The Earth, the City, and the Hidden Narrative of Race by Carl Anthony is officially launched in the world today, and I am holding a copy in my hand at last. Over a period of 10+ years I collaborated with Carl to help midwife his legacy book into being, one of the most meaningful editorial projects I have worked on.
Carl is an African-American architect, regional planner, and environmental justice pioneer. A lifelong activist and an insatiable learner, he has worked full-on for change while connecting the dots of history, urban policy, cosmology, race, identity, and his unique and fascinating lived experiences. Carl has much insight to share.
Some months back as the manuscript was nearly finalized, we looked back on the book-writing journey. An edited version follows of his reflections.

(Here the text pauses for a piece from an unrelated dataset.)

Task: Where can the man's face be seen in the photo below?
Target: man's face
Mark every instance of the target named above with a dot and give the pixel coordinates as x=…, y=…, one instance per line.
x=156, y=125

Carl Anthony: Throughout my life, and in writing my book The Earth, the City, and the Hidden Narrative of Race, I have been exploring how to live and be in this ever-changing world. As an African American, I have both the benefit and the liability of being rooted in a richly layered yet challenging history, much of which has been buried from view. I have been trying to uncover that history, bring visibility to things that had been hidden, and make sense of parts of myself that had been not been within my awareness.
As a boy growing up, I was deeply impressed by how William Penn had laid out the parks and streets and trees in my home town of Philadelphia. Then as I grew older I added to my understanding of William Penn the knowledge that he had kept slaves and his father had become enormously rich as a consequence of the slave trade. I needed to take the original story and fill in the gaps and place it in a larger context that had been hidden from my view.
I think the question is, whoever you are, can you drill down to the source? To understand your origins is a way of understanding and being present to who you are now.
I feel that one of my most important contributions as an African American has been to hold the whole story of the journey of African Americans—from the origins of humanity to the sustainability revolution—in a single story.
Alongside all the things that are in a constant state of change and flux, the universe is a system that provides “text without context,” as Thomas Berry said. It is changing, although not in a relative sense. The North Star will be in the north long after I am gone. Getting my bearings in this larger framework of the universe has given me something to work with.
To explore one’s origins isn’t so much about trying to see how different you are or how unique your experience has been. It is more about, as James Baldwin said, “Know from whence you came, and there is no limit to where you can go.”
A process of continual change is happening all the time. The question is, how and when do we wake up to it, and how do we adjust to it?
Both understanding the past and looking to the future are useful aids for navigating the present. A constant effort to reach within and find guiding principles will serve us well as we continue to navigate these currents of change.